Look, this attack was an absolute watershed moment because prior to this, infrastructure of that size, you know, mega infrastructure, critical infrastructure has never even been attempted before. And the Ukrainians proved that it's not only possible but it's kind of relatively easy if you find people with the right skill set who are willing to put their lives on the line for the mission. So the the whole thing costs of around two hundred fifty thousand dollars.
Which is incredibly cheap, especially if you consider that the pipeline system costs twenty billion to build. And I think increasingly we'll be seeing this type of shadow warfare, hybrid warfare, asymmetric warfare. And we have been seeing it. I mean Europe has been facing Russian operations on its soil. I mean you saw the B B C I think revealed recently that properties belonging to Kies Tar.
Yeah.
Prime Minister had been torched by people ultimately hired by the Russian Secret Services. And finally, this is also something very typical for the Ukrainian war of defence. against Russian aggression because they're facing a superior enemy, numerically superior in terms of resources, and they have to resort to asymmetric methods. to damage the war effort of the Russians. And a few days before this interview the Ukrainians destroyed the Russian refinery in Moscow.

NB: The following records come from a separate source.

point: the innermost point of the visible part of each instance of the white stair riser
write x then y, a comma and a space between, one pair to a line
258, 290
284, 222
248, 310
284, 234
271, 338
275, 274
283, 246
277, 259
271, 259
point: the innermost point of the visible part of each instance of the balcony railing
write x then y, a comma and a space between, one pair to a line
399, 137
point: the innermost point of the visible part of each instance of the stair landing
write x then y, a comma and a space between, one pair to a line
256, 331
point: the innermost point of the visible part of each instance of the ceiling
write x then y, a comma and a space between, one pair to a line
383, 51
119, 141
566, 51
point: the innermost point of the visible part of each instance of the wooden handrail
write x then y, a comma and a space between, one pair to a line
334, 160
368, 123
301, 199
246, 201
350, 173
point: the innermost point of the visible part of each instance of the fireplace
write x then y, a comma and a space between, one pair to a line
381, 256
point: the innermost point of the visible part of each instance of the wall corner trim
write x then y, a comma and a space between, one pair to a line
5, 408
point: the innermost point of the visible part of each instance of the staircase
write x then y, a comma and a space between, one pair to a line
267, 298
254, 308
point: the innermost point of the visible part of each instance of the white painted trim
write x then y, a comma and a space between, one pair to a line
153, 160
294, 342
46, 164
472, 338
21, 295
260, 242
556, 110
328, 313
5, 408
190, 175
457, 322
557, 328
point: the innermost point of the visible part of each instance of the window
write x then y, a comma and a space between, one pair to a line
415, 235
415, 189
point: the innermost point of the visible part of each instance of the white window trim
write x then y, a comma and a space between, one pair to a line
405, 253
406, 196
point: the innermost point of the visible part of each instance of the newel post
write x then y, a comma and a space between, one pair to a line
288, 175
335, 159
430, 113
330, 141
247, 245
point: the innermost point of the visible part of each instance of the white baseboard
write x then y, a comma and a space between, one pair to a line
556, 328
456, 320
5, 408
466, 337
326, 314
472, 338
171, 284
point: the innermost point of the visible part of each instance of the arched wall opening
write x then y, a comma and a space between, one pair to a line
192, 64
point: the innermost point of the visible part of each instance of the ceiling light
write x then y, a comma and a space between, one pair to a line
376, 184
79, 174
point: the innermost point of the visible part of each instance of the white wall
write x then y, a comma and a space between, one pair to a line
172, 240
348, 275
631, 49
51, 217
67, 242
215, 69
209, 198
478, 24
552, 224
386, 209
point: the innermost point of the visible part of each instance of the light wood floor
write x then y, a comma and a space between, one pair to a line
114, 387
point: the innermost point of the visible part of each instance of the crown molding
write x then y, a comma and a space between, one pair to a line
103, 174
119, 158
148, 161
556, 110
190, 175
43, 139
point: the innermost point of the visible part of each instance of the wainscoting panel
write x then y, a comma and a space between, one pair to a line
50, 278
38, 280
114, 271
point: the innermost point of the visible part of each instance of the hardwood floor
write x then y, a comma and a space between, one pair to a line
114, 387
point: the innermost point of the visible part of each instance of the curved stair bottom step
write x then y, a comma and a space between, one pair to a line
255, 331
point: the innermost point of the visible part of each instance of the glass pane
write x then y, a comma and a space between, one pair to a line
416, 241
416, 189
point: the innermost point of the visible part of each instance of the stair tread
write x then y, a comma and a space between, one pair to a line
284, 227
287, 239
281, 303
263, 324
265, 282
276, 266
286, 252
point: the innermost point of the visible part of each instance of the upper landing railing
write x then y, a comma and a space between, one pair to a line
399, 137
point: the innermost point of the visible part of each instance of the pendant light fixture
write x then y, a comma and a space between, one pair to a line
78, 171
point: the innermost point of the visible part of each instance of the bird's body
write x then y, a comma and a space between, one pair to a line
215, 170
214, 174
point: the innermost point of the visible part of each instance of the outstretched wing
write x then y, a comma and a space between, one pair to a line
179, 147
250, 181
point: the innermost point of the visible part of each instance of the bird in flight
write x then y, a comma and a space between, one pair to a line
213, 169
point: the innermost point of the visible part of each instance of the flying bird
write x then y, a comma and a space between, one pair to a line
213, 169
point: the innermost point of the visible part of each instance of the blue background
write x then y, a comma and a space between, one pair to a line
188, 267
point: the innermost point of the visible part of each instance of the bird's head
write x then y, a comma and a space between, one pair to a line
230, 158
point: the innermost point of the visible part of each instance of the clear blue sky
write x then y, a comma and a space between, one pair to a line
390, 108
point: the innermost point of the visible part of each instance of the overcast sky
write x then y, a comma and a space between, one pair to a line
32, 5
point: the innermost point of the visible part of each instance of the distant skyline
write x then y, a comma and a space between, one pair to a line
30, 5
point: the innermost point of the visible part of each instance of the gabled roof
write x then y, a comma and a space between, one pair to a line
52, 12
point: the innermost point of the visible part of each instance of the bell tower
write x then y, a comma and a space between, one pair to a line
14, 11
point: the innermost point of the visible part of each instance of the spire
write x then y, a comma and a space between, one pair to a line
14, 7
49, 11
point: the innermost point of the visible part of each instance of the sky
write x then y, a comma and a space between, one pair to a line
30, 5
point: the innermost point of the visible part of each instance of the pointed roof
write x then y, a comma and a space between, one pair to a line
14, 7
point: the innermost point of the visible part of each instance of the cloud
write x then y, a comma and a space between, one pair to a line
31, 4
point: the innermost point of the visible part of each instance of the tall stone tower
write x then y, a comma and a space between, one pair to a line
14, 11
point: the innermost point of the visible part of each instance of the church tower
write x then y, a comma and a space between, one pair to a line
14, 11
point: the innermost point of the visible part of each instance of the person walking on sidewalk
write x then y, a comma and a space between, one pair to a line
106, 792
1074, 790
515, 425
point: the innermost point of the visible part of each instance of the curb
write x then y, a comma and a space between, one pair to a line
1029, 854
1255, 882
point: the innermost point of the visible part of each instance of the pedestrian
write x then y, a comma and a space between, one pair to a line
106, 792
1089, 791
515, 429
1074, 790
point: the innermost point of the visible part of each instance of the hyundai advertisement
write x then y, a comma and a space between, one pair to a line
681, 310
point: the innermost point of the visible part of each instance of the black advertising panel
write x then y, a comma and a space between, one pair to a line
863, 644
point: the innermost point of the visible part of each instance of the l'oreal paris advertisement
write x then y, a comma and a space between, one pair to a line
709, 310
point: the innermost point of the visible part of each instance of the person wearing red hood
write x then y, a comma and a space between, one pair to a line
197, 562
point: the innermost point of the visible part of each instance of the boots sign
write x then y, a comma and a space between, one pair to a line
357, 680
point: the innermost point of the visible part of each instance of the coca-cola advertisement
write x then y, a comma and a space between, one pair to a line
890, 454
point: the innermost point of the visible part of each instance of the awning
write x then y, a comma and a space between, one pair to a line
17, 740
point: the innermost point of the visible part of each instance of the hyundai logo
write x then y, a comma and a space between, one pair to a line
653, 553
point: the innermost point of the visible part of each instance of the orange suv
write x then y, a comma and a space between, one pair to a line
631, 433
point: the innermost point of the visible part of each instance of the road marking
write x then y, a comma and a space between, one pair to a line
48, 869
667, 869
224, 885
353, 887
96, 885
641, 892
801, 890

But that does throw up moral questions too, doesn't it, for the Ukrainians and their allies.
The Ukrainians say this was critical infrastructure belonging to Russia and fueling cash to Russia and therefore it was a perfectly legitimate target. And they will say they're attacking infrastructure like that every day. So they will say, you know, it's fair game, but you know, in this new age of warfare it the ethical issue will become a moot point in today's warfare.
Oyan Panchewski, their Europe correspondent for the Wall Street Journal. His new book, The Nord Stream Conspiracy, is out now. That's it for this edition. Thanks very much for joining us wherever you are in the world.